Ты или никогда - страница 9
Женатый мужчина 40+ ищет стройного юношу 18–20 лет для общения тет-а-тет.
В меру упитанный мужчина утратил веру и надежду на любовь и ищет друга. Любит детей и новые вещи. Где ты, прекрасная, способная вернуть меня к жизни? Можем подружиться, а там посмотрим.
Ищу невысокую, добрую девушку. Финляндский швед в самом расцвете сил. Ты тоже устала от пустоты, когда некого любить?
Лед на заливе Тёлёвикен тонок. Но я все же ступаю по нему. Думаю об изморози на стеклах старых щелястых окон. Или автомобилей. Изморозь. Розы и пламя. «Снежинка» Бентли изучал и ее. Но снежинки оставались его единственной любовью. Потому что они красивы — вот единственная причина, которую он мог озвучить. Under the microscope, — говорил он, — I found that snowflakes were miracles of beauty, and it seemed a shame that this beauty should not be seen and appreciated by others.[7]

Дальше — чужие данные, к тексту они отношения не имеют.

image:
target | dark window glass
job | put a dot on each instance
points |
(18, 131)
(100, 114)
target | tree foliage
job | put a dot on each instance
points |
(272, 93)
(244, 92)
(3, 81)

На снимке «Снежинка» кажется добрым и каким-то неопрятным. Тщательно причесанный перед съемкой на косой пробор. Размер М, не больше и не меньше. И грубые руки, руки, касающиеся снежинок.
Я прохожу мимо предостерегающих табличек — синих, красных и резких. Полынья и утопленник. Я не утону. Лед даже не трещит. Я ложусь на свою кровать, не снимая сапог, и смотрю в потолок. Он белый.
Сейчас, в сумерках: серый.
5
Но как его звали, человека на берегу? Лежал ли он у самого берега или вдали от воды? Провалился сквозь лед? Может быть, он неправильно оценил толщину льда — такое часто случается, ведь она варьирует из-за городских потоков, день ото дня прочность льда меняется. Может быть, он куда-то шел, по важному делу — в Мьёлён, в Стура-Рэнтан? Возможно, его ждали?
На улице пахнет зимой. В телефонной будке на улице Чинаборгсгатан пахнет мочой, кошачьей или человеческой. На клочке бумаге, который лежит у меня в кармане, записан дежурный номер полиции, указанный в газете. Я достаю его. Нажимаю кнопки. И кладу трубку.
Вернувшись домой, я обнаруживаю письмо. Белый конверт среднего размера, адресован мне. Я иду за конторским ножом, почерневшим, с инициалами, и вскрываю письмо. Не торопясь. Вытаскиваю содержимое. Это рождественская открытка. На ней два голографических гнома жонглируют серебряными шарами. Все вместе образует единое эстетическое целое. На оборотной стороне значится: «Счастливого Рождества и Нового года желает Центральная оптика».
Я готовлю ветчинный соус с кубиками ветчины и несколько бутербродов с ветчиной. Остается всего лишь три с четвертью килограмма рождественской ветчины. Я кладу открытку на столик в прихожей. Убираю еду до последней крошки, протираю стол двумя различными средствами. Пока не проступает отражение, как в зеркале. Что-то серебристо-серое, как ивовые листья, ниже — две впадины. Четверг, пора приступать к генеральной уборке. Я начинаю с ковров — выношу и вывешиваю, чтобы выбить пыль. Для начала — двести ударов с каждой стороны. Дальше — бессчетное количество. Ударам вторит эхо от каменных стен домов.
Закончив, я оставляю ковры висеть на морозе, чтобы избавиться от сапрофитов. В обычном ковре в среднем обитает миллиард сапрофитов. Пусть говорят, что сапрофиты никак не связаны с антисанитарией, а просто размножаются там, где есть влага, тепло и частицы кожи, некоторые все же рекомендуют проветривание на морозе, утверждая, что сапрофиты погибают лишь при температуре минус десять по Цельсию. Пока они умирают, я вытираю пыль. Я протираю каждую вещицу на каждой полке дезинфицирующим средством. Только после этого выношу елку, рублю как можно мельче и складываю обрубки в мусорные контейнеры, где есть место. И еще я чищу пол пылесосом. Под конец достаю швейную шкатулку. У меня есть грибок для штопки и штопальная игла. Однако на этой неделе — всего один носок с дырочкой миллиметр на миллиметр.
Вернувшись во двор, я встречаю Софию. София бежит по двору, она забыла высушить волосы или не успела — столько дел! — говорит она иногда, столько дел! — она так спешит, пальто расстегнуто из-за живота или просто так, она ест бутерброд на бегу.
— Привет! — улыбается София. Красные губы обнажают крупные зубы. — Сегодня во дворе вечеринка, ну, вы знаете?